Maybe I’ll just empty the bottle right here and now and then drive my car into the side of the store, make it look like my wife’s car after the semi plowed into it, but a high-pitched scream steals me away from this thought before it becomes a reality.
Three cars over, a little girl is sobbing in her father’s arms as he tries unlatching her umbrella stroller, but he can’t see that his struggles are futile, that the stroller is broken. We actually had one die the same way last summer before we replaced it with this one, and if I still believed in God or fate or any of that nonsense, I’d see this as a sign, as something other than an opportunity to finally rid my life of at least one piece of clutter:
Give the stroller to this man, who naively thinks this is the lowest his day can get. It doesn’t need to rot in a junkyard. Just give it to him and be rid of it.
“Um. Excuse me?” Silence, save for the baby, and her cries rip something from the deepest confines of my mind, something raw and jagged that tears my throat on its way out. “My own little girl…um, she won’t need this anymore, and you’d be doing me a favor if you just took it.” It was my voice breaking when I said “girl,” one word betraying the lie I’m hoping to sell, that my daughter has actually outgrown this stroller, but it’s enough to bring light to those eyes slumbering in the black bags of early parenthood.

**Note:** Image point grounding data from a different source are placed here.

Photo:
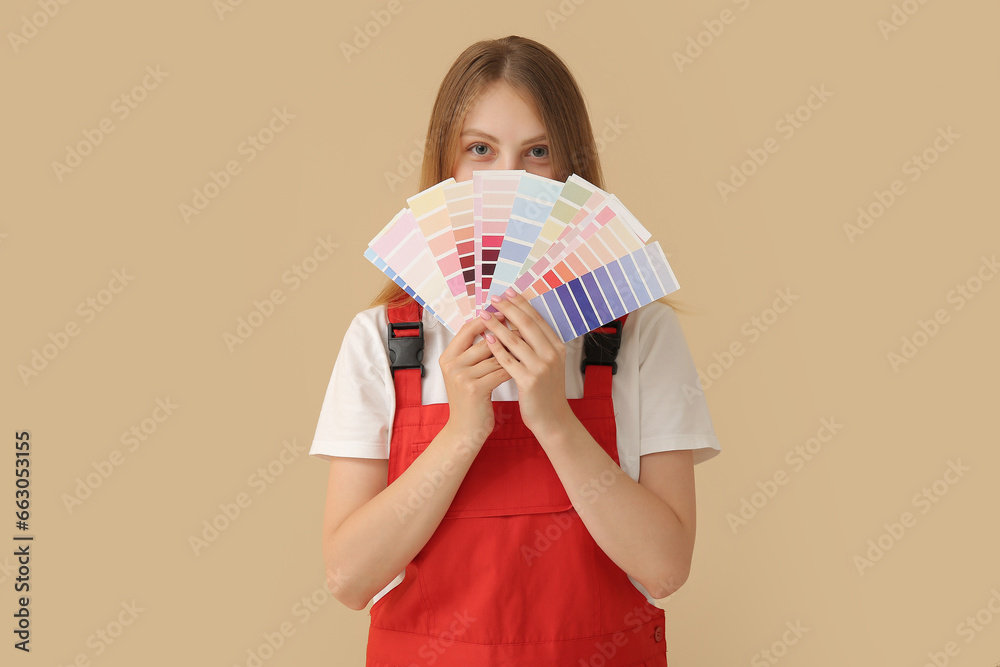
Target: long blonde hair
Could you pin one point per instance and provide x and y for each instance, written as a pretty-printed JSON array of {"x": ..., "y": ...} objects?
[{"x": 542, "y": 78}]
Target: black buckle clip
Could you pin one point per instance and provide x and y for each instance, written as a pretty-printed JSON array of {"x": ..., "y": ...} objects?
[
  {"x": 601, "y": 348},
  {"x": 406, "y": 351}
]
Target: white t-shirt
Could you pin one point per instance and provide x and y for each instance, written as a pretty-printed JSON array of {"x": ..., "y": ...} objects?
[{"x": 653, "y": 411}]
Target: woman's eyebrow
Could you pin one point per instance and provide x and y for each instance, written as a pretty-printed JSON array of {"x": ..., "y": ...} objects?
[{"x": 490, "y": 137}]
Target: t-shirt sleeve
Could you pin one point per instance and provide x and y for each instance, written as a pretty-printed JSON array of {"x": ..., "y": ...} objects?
[
  {"x": 354, "y": 419},
  {"x": 673, "y": 411}
]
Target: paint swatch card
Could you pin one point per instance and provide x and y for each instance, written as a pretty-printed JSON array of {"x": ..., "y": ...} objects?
[{"x": 573, "y": 250}]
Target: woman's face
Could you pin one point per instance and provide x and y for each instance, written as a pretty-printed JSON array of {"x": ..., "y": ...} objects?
[{"x": 502, "y": 131}]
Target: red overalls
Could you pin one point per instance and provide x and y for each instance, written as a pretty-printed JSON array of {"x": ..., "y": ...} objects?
[{"x": 511, "y": 576}]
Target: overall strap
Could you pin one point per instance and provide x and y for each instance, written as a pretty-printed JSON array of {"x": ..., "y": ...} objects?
[
  {"x": 405, "y": 342},
  {"x": 600, "y": 349}
]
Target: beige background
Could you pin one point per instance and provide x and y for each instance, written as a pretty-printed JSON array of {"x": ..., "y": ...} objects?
[{"x": 324, "y": 175}]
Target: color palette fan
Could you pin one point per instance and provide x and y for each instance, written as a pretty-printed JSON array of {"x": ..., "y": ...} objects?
[{"x": 572, "y": 249}]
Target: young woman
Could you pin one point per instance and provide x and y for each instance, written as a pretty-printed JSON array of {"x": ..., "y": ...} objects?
[{"x": 501, "y": 505}]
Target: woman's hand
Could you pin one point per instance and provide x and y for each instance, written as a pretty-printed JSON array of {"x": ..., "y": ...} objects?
[
  {"x": 535, "y": 357},
  {"x": 471, "y": 373}
]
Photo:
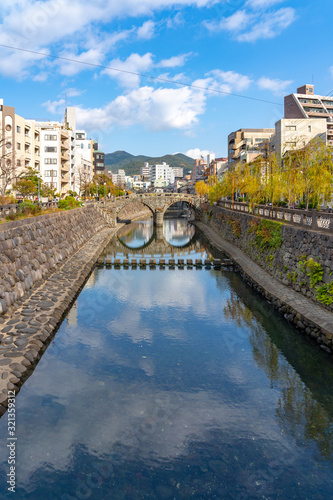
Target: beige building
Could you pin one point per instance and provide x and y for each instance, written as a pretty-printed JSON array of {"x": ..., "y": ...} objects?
[
  {"x": 305, "y": 104},
  {"x": 247, "y": 143},
  {"x": 20, "y": 146},
  {"x": 291, "y": 134}
]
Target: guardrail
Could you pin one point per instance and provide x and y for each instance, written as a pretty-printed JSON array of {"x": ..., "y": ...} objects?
[
  {"x": 309, "y": 219},
  {"x": 14, "y": 207}
]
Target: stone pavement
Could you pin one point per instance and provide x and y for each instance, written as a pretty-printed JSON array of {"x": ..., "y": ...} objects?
[{"x": 301, "y": 311}]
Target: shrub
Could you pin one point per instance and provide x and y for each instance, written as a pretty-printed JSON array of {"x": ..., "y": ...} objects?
[{"x": 268, "y": 234}]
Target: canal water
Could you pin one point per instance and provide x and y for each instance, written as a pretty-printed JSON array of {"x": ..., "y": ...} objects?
[{"x": 173, "y": 384}]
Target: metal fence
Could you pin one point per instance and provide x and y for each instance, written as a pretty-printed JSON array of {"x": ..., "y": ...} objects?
[{"x": 309, "y": 219}]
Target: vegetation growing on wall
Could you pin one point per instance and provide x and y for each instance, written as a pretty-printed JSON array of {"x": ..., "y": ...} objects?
[{"x": 267, "y": 234}]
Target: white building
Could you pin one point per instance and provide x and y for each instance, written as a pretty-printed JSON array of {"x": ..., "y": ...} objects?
[
  {"x": 291, "y": 134},
  {"x": 145, "y": 170},
  {"x": 178, "y": 172}
]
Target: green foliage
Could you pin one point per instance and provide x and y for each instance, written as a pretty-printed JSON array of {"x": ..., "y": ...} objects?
[
  {"x": 315, "y": 271},
  {"x": 132, "y": 164},
  {"x": 68, "y": 203},
  {"x": 292, "y": 276},
  {"x": 268, "y": 234}
]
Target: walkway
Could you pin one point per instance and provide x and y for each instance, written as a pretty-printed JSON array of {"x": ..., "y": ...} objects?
[{"x": 312, "y": 312}]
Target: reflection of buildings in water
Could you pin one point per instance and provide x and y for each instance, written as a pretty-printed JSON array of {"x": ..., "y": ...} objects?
[
  {"x": 72, "y": 315},
  {"x": 178, "y": 229}
]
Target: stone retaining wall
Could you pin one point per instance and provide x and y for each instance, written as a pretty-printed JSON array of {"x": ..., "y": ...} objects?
[
  {"x": 30, "y": 249},
  {"x": 287, "y": 262}
]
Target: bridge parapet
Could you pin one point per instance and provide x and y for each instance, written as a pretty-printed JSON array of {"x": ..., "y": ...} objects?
[{"x": 158, "y": 203}]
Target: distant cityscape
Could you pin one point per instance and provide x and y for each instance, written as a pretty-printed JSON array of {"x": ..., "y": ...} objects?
[{"x": 66, "y": 159}]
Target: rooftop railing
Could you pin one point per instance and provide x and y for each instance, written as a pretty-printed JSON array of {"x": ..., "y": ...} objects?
[{"x": 308, "y": 219}]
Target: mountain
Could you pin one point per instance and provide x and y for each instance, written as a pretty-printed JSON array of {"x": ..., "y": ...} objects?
[{"x": 132, "y": 164}]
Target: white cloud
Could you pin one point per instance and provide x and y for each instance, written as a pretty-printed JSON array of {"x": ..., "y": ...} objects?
[
  {"x": 126, "y": 72},
  {"x": 54, "y": 107},
  {"x": 174, "y": 61},
  {"x": 236, "y": 22},
  {"x": 278, "y": 87},
  {"x": 224, "y": 81},
  {"x": 197, "y": 153},
  {"x": 38, "y": 25},
  {"x": 155, "y": 109},
  {"x": 269, "y": 25},
  {"x": 176, "y": 21},
  {"x": 146, "y": 31},
  {"x": 262, "y": 4},
  {"x": 71, "y": 92},
  {"x": 251, "y": 27}
]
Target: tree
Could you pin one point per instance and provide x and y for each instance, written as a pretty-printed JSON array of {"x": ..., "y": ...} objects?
[{"x": 26, "y": 187}]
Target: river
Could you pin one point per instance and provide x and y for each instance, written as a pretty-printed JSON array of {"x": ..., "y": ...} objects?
[{"x": 173, "y": 383}]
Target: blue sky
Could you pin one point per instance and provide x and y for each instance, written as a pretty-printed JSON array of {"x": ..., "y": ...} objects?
[{"x": 262, "y": 49}]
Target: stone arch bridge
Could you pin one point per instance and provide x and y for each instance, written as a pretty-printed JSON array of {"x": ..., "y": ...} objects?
[{"x": 157, "y": 204}]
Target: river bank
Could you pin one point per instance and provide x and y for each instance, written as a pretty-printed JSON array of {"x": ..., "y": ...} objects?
[{"x": 26, "y": 332}]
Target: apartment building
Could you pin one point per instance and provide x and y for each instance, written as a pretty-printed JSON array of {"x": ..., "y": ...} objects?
[
  {"x": 246, "y": 144},
  {"x": 19, "y": 144},
  {"x": 98, "y": 160},
  {"x": 199, "y": 168},
  {"x": 291, "y": 134},
  {"x": 305, "y": 104},
  {"x": 162, "y": 175},
  {"x": 145, "y": 170},
  {"x": 178, "y": 172}
]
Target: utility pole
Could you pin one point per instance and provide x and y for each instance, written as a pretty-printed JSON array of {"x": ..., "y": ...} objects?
[{"x": 52, "y": 189}]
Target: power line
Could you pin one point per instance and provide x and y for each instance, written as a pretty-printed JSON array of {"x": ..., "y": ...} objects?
[{"x": 157, "y": 78}]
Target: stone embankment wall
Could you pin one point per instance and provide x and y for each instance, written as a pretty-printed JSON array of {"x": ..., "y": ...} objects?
[
  {"x": 31, "y": 249},
  {"x": 301, "y": 259},
  {"x": 134, "y": 210}
]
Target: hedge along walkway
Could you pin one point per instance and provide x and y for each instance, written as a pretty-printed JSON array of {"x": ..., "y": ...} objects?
[
  {"x": 25, "y": 335},
  {"x": 303, "y": 312}
]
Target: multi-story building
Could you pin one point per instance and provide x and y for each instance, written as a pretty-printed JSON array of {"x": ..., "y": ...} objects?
[
  {"x": 305, "y": 104},
  {"x": 50, "y": 148},
  {"x": 246, "y": 144},
  {"x": 119, "y": 178},
  {"x": 162, "y": 176},
  {"x": 19, "y": 146},
  {"x": 291, "y": 134},
  {"x": 99, "y": 160},
  {"x": 178, "y": 172}
]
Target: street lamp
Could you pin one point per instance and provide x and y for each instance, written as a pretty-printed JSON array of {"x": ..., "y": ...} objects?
[{"x": 38, "y": 176}]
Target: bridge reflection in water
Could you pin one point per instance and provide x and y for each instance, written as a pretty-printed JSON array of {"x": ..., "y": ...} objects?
[{"x": 142, "y": 238}]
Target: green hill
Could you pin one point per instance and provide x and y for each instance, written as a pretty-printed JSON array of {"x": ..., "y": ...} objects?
[{"x": 132, "y": 164}]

My mother was a hoarder, every object a chapter in our story together, and she loved to tell us those yarns again and again as we sifted through the memories she kept stored in the hallway closet. My father was also a hoarder, but in a different way: he held on to his feelings, filed them away, and then shut the door, never to show them the light of day. I inherited my own breed of hoarding from both of them, objects standing in for what I couldn’t say aloud. Yet when that father’s hand leaves his daughter’s arm and grips my shoulder, the door finally opens, and everything I’ve stored in that closet upstairs the last three months comes tumbling out.
“Hey. Hey,” he whispers, my father’s voice with my mother’s tone, and it’s enough. “I’m here. I’m here. Tell me what happened.”
The world blurs, the wind howls, and I sob into this stranger’s jacket, and somehow, I’m still clutching the grocery bags.